A milf is someone like Halley Berry XD


----------



## Angel (Apr 1, 2011)

Milf? Hmmm.......


----------



## Bender (Apr 2, 2011)

I'd hit it........ 











































With the back of my hand if it even came within an feet of me.


----------



## ShiggyDiggyDoo (Apr 2, 2011)

The 16 y/o must've been REALLY desperate for sex if he was "willing"(I use this word only slightly since I find it hard to believe anyone would be willing...) to sleep with that thing.


----------



## Ennoea (Apr 2, 2011)

Imagine finding her naked in a closet? I'd press charges too but for mental scarring and slap my kid for having such bad taste.


----------



## Enigma (Apr 2, 2011)

Oh fuck no.


----------



## Stunna (Apr 2, 2011)

wtf?

Why would they do it while someone was home?


----------



## Edward Newgate (Apr 2, 2011)

40 years old milf caught having sex with 16 years old boy? 

*Take a look at the pic*

OH GOD! IT CAME STRAIGHT FROM HELL!


----------



## Guns N Gravy (Apr 2, 2011)

You son of a bitch. I totally clicked because it said MILF and pics inside.


----------



## -Dargor- (Apr 2, 2011)

Was the kid blind or something? 

I mean sweet jeebus, and damn kids using the word milf without knowing what it actually refers to.


----------



## Raptorz (Apr 2, 2011)

Oh god


----------



## Codi Kenhai (Apr 2, 2011)

*looks at picture*


----------



## Fruits Basket Fan (Apr 2, 2011)

In other coutries: the age of consent can be the ages of 14-16.....



Razgriez said:


> That is not a MILF. That is a *MIWNLF*.


----------



## Jena (Apr 2, 2011)

> Mary Magdalene Collier


Of course she would be named that.


----------



## Kiryuu (Apr 2, 2011)

ahaha, busted.


----------



## Cardboard Tube Knight (Apr 2, 2011)

I hope he had a bag over her head.


----------



## Level7N00b (Apr 2, 2011)

This is not a MILF! I came t o this thread to see MILFy goodness, and I was deceived! 
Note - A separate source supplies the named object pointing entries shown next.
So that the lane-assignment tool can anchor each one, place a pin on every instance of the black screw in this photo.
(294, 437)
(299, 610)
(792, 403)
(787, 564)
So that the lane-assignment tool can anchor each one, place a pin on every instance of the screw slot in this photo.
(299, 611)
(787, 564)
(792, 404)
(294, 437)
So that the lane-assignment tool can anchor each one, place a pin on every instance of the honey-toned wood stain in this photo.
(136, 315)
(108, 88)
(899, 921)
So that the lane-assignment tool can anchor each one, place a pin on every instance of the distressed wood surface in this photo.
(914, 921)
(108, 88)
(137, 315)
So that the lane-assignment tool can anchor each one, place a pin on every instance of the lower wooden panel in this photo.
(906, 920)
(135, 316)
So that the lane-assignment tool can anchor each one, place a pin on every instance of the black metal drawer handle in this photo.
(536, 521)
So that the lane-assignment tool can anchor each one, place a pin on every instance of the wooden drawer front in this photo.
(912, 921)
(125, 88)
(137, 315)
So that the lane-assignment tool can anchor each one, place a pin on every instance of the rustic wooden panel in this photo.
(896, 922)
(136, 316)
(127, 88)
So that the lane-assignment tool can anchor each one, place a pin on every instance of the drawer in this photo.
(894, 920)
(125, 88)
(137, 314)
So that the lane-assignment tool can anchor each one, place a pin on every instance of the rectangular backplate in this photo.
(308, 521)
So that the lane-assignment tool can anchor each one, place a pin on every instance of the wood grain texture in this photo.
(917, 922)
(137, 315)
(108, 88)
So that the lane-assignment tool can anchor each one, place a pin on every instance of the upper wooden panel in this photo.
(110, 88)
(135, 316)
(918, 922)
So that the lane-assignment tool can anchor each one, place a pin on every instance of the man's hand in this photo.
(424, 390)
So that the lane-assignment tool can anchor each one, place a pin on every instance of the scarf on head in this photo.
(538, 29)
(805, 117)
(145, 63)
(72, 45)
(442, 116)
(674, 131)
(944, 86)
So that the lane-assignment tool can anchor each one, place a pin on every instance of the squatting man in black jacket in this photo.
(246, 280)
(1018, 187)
But seriously, what was this kid thinking? I don't care how desperate he was, there are just some things you don't fuck.


----------



## Saufsoldat (Apr 2, 2011)

16 is fine, the only crime is her face.


----------



## krickitat (Apr 2, 2011)

By MILF they mean Mother I'd like to Fall-down-a-well right?


----------



## Xerces (Apr 2, 2011)

April fools?


----------



## Santí (Apr 2, 2011)

No, Xerces.... Not this time


----------



## Amrun (Apr 2, 2011)

Her name being Mary Magdalene is too much.


----------



## MunchKing (Apr 2, 2011)

So if she were hot it would be alright?


----------



## krickitat (Apr 2, 2011)

uh, yea
Then its not rape its raep 
Being ugly is also a crime


----------



## Federer (Apr 2, 2011)

I want to throw up the sandwich I just ate.


----------



## Santí (Apr 2, 2011)

I'm dying to see the so called _victim _ of this crime.


----------



## Jello Biafra (Apr 2, 2011)

OP is warned for lying about MILF content


----------



## Sanity Check (Apr 2, 2011)

You know good men are hard to find when grade school is a woman's go to option of choice.


----------



## Santí (Apr 2, 2011)

Jello Biafra said:


> OP is warned for lying about MILF content



Approved.


----------



## Chloe (Apr 2, 2011)

That ain't no MILF


----------



## Aokiji (Apr 2, 2011)

Saufsoldat said:


> 16 is fine, the only crime is her face.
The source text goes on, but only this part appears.